In that article, I described how to build an encryption infrastructure using the Oracle-provided encryption tools. Using Oracle Database 10g Release 2 and TDE, however, you won't need to build that infrastructure. All you have to do is define a column to be encrypted, and Oracle Database 10g creates a cryptographically secure encryption key for the table containing the column and encrypts the clear text data in that column, employing your specified encryption algorithm. Guarding this table key is very important; Oracle Database 10g encrypts it using a master key, which is stored in a secure location called a wallet, which can be a file on the database server. Encrypted table keys are placed in the data dictionary. When a user enters data into the column defined as encrypted, Oracle Database 10g gets the master key from the wallet, decrypts the encryption key for that table from the data dictionary, uses that encryption key on the input value, and stores the encrypted data in the database, as shown in Figure 1.
You can encrypt any or all the columns in a table. If a table has four columns, and columns 2 and 3 are encrypted, Oracle Database 10g generates a single encrypted table key for the table and uses it to encrypt those columns. On the disk, the values in columns 1 and 4 are stored as clear text and values in the other two columns are stored in encrypted format. Since the data is stored encrypted, all downstream components, such as backup and archived logs, also have the encrypted format.
When a user selects encrypted columns, Oracle Database 10g transparently retrieves the encrypted table key from the data dictionary, fetches the master key from the wallet, and decrypts the table key. Then the database decrypts the encrypted data on the disk and returns the clear text to the user.

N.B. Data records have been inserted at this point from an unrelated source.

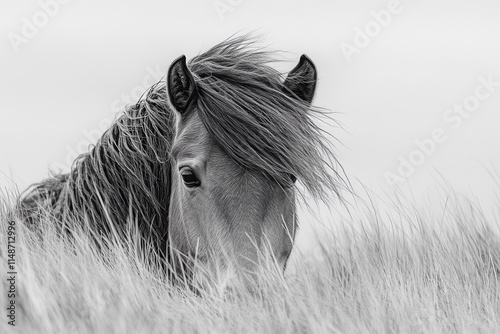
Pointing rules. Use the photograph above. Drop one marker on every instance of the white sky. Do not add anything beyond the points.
(76, 69)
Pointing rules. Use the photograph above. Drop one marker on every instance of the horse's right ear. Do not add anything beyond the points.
(180, 85)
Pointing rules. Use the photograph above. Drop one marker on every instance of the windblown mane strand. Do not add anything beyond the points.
(242, 103)
(127, 171)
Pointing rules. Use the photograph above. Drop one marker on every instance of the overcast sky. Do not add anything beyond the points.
(395, 73)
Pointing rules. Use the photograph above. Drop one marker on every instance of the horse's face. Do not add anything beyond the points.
(221, 213)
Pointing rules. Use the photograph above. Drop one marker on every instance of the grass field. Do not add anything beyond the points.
(404, 270)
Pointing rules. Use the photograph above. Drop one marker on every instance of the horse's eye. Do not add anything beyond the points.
(189, 178)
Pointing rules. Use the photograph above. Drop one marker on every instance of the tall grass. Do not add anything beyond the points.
(406, 269)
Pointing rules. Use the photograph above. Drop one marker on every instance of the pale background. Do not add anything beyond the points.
(92, 56)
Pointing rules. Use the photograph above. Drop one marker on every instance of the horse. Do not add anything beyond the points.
(206, 163)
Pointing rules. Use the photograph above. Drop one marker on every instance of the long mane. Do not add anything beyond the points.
(126, 175)
(243, 105)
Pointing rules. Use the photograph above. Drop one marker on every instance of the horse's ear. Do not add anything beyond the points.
(301, 81)
(180, 84)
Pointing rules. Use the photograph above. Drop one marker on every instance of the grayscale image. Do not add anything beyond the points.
(232, 166)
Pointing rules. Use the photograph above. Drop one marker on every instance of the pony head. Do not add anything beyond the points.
(242, 137)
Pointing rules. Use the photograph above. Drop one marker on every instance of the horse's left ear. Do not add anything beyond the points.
(301, 81)
(181, 86)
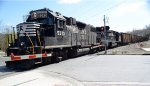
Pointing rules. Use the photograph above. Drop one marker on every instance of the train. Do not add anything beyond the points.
(55, 37)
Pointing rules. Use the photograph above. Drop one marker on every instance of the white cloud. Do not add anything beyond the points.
(68, 1)
(129, 15)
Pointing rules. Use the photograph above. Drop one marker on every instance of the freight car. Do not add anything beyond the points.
(49, 36)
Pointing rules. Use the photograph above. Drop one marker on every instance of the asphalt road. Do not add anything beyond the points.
(101, 70)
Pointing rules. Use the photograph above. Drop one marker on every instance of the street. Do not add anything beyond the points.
(99, 70)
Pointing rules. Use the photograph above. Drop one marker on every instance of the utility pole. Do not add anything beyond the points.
(105, 35)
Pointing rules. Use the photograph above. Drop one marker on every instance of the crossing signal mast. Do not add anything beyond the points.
(105, 35)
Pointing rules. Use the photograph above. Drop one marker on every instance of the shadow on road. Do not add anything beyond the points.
(5, 69)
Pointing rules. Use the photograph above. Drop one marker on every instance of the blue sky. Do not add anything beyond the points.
(122, 15)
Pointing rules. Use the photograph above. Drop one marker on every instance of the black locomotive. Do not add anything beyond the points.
(63, 37)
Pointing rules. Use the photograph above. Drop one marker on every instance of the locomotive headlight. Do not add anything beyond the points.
(9, 45)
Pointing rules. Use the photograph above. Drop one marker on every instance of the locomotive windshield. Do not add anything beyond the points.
(40, 17)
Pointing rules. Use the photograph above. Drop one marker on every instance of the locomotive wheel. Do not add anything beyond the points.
(56, 58)
(72, 53)
(65, 56)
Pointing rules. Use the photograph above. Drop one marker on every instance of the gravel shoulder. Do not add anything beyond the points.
(131, 49)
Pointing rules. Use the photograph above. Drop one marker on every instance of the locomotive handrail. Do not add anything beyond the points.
(39, 42)
(31, 43)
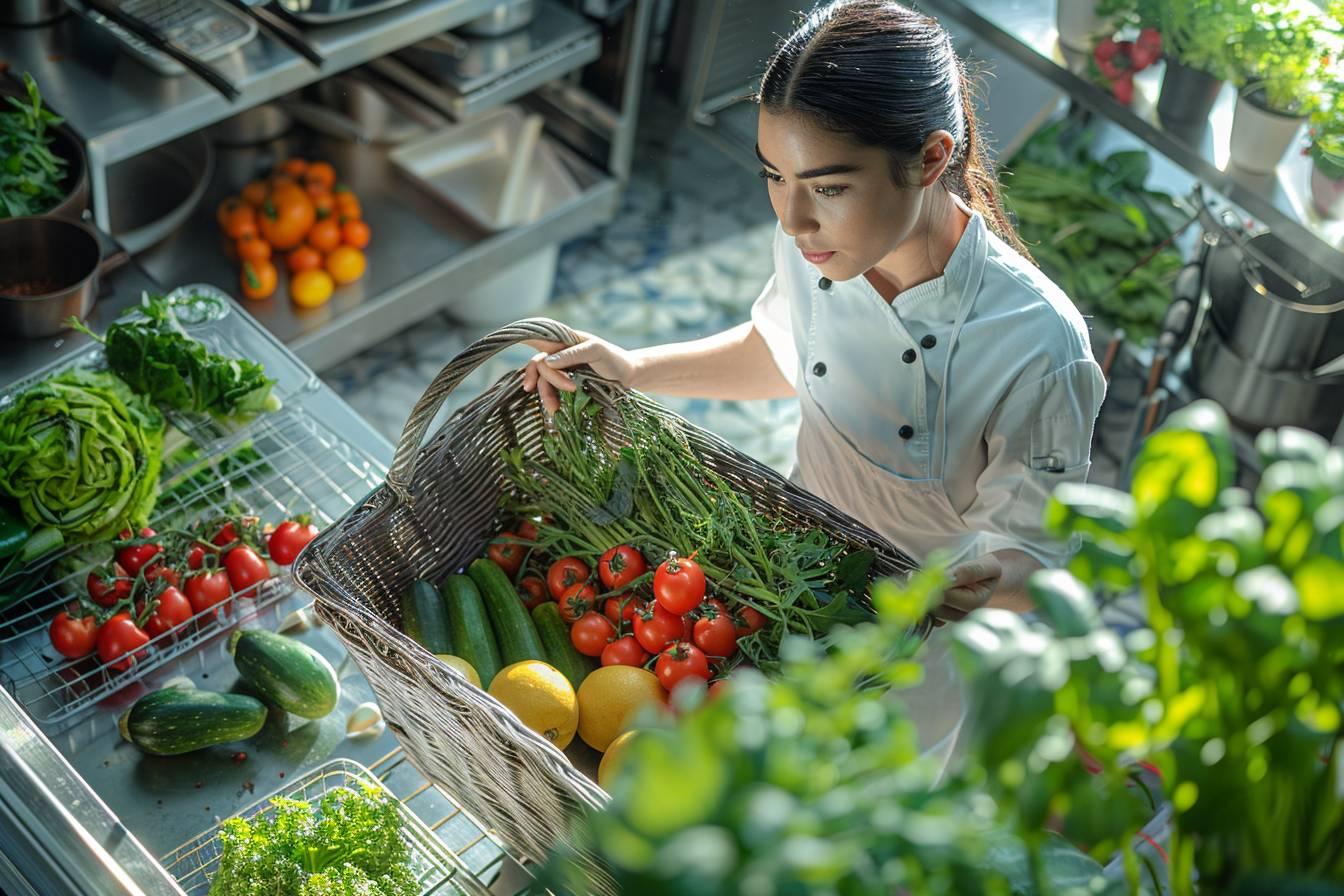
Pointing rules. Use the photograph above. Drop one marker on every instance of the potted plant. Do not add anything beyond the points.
(1280, 74)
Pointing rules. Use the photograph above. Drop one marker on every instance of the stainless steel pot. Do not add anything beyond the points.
(49, 273)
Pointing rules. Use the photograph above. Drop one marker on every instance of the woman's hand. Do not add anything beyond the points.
(546, 371)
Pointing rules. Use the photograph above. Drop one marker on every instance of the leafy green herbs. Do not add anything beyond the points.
(157, 357)
(1089, 223)
(81, 453)
(657, 496)
(347, 845)
(30, 173)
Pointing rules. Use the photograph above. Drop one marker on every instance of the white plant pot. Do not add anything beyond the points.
(1077, 22)
(1261, 137)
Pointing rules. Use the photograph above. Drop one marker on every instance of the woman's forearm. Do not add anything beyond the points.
(734, 364)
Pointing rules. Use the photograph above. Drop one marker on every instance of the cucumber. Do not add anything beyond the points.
(471, 628)
(514, 629)
(559, 650)
(176, 720)
(425, 617)
(285, 672)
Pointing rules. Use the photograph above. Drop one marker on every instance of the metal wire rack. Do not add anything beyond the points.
(441, 868)
(277, 465)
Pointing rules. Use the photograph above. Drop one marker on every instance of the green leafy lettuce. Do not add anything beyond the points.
(347, 845)
(81, 453)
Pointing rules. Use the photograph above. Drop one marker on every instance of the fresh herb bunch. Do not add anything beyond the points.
(30, 173)
(656, 495)
(156, 357)
(348, 845)
(1087, 222)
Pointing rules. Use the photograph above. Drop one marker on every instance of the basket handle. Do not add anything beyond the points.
(448, 379)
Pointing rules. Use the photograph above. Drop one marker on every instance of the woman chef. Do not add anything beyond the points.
(946, 386)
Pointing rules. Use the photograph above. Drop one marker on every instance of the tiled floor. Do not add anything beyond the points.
(686, 255)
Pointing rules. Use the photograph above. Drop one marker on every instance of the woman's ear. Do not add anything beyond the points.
(937, 156)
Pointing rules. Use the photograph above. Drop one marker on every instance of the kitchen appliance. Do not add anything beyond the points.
(49, 273)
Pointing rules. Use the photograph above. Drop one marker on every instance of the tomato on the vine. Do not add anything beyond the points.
(289, 539)
(174, 610)
(73, 636)
(120, 641)
(679, 585)
(135, 556)
(245, 567)
(577, 601)
(532, 591)
(680, 661)
(592, 633)
(206, 590)
(507, 554)
(655, 628)
(106, 590)
(624, 652)
(565, 574)
(621, 566)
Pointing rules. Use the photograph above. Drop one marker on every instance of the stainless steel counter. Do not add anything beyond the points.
(92, 793)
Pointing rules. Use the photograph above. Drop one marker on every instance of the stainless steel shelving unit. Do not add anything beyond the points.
(1024, 31)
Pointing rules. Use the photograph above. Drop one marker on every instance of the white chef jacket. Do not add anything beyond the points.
(945, 418)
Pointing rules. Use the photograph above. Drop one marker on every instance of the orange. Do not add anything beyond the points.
(346, 265)
(311, 288)
(254, 194)
(258, 280)
(355, 233)
(324, 235)
(304, 258)
(253, 249)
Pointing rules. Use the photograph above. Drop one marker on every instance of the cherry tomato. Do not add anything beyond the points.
(680, 661)
(679, 585)
(120, 641)
(577, 601)
(206, 590)
(592, 633)
(747, 621)
(715, 636)
(73, 636)
(245, 567)
(618, 614)
(289, 539)
(174, 610)
(655, 628)
(621, 566)
(106, 590)
(532, 591)
(565, 574)
(507, 554)
(624, 652)
(135, 556)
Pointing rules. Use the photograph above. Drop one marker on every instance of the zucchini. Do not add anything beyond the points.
(425, 617)
(285, 672)
(176, 720)
(514, 629)
(471, 628)
(559, 649)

With this encrypted data, if the data on the disk is stolen, it can't be retrieved without the master key, which is in the wallet and not part of the stolen data. Even if the wallet is stolen, the master key can't be retrieved from it without the wallet password. Hence, the thief can't decrypt the data, even if he steals the disks or copies the data files. This satisfies the compliance requirements for many regulations and directives. And all of this is done without changing the application or writing complex encryption and key management systems. Now I'll show you how to enable and use TDE.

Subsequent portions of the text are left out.